TECHNICAL WORKSHOP SERIES - Information Retrieval Techniques - Part 2 (2nd Offering) by: Zahra Taherikhonakdar

Wednesday, June 26, 2024 - 15:30

Technical Workshop Series

Information Retrieval Techniques - Part 2 (2nd Offering)

 

Presenter: Zahra Taherikhonakdar

Date: Wednesday, June 26th, 2024

Time:  3:30 PM

Location: 4th Floor (Lecture Space) at 300 Ouellette Avenue (School of Computer Science Advanced Computing Hub)

 

Reminders: This is the 2nd part of a 2-part workshop. If you previously registered for Part 1 (2nd Offering), you were automatically registered for Part 2 (2nd Offering). 

Note for MAC students only: MAC students must attend both parts to get any points (no points will be given if you only attend one).

 

Abstract: Information Retrieval (IR) is finding material (usually documents) of (an untrusted nature (usually text) that satisfies an information need from within an extensive collection. These days, we frequently think of web search first, but there are many other cases:  web search, searching your laptop, corporate knowledge bases, and legal information retrieval. An information retrieval process begins when a user or searcher enters a query into the system. Queries are formal statements of information needs, such as search strings in web search engines. In information retrieval, a query does not uniquely identify a single object in the collection. Instead, several objects may match the query, perhaps with different degrees of relevance. 

An object is an entity that is represented by information in a content collection or database. User queries are matched against the database information. However, as opposed to classical SQL queries of a database, in information retrieval the results returned may or may not match the query, so results are typically ranked.
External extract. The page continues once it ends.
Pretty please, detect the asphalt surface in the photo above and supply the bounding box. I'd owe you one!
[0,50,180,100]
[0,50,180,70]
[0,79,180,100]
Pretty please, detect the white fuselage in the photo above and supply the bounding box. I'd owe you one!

This ranking of results is a key difference of information retrieval searching compared to database searching.

Workshop Outline:

In this workshop I will going to introduce the techniques that are used in IR:

  • Introducing ranked retrieval
  • Scoring with the Jaccard coefficient
  • Term frequency weighting
  • Inverse document frequency weighting
  • The vector space model
  • Calculating TF IDF cosine scores

 

Prerequisites:

Computer Science knowledge.

 

Biography: 

Zahra is a PhD student at the University of Windsor. Her research is in the area of Information Retrieval, particularly about how to improve query refinement as a technique to make search engines retrieve the most related documents based on users’ initial query.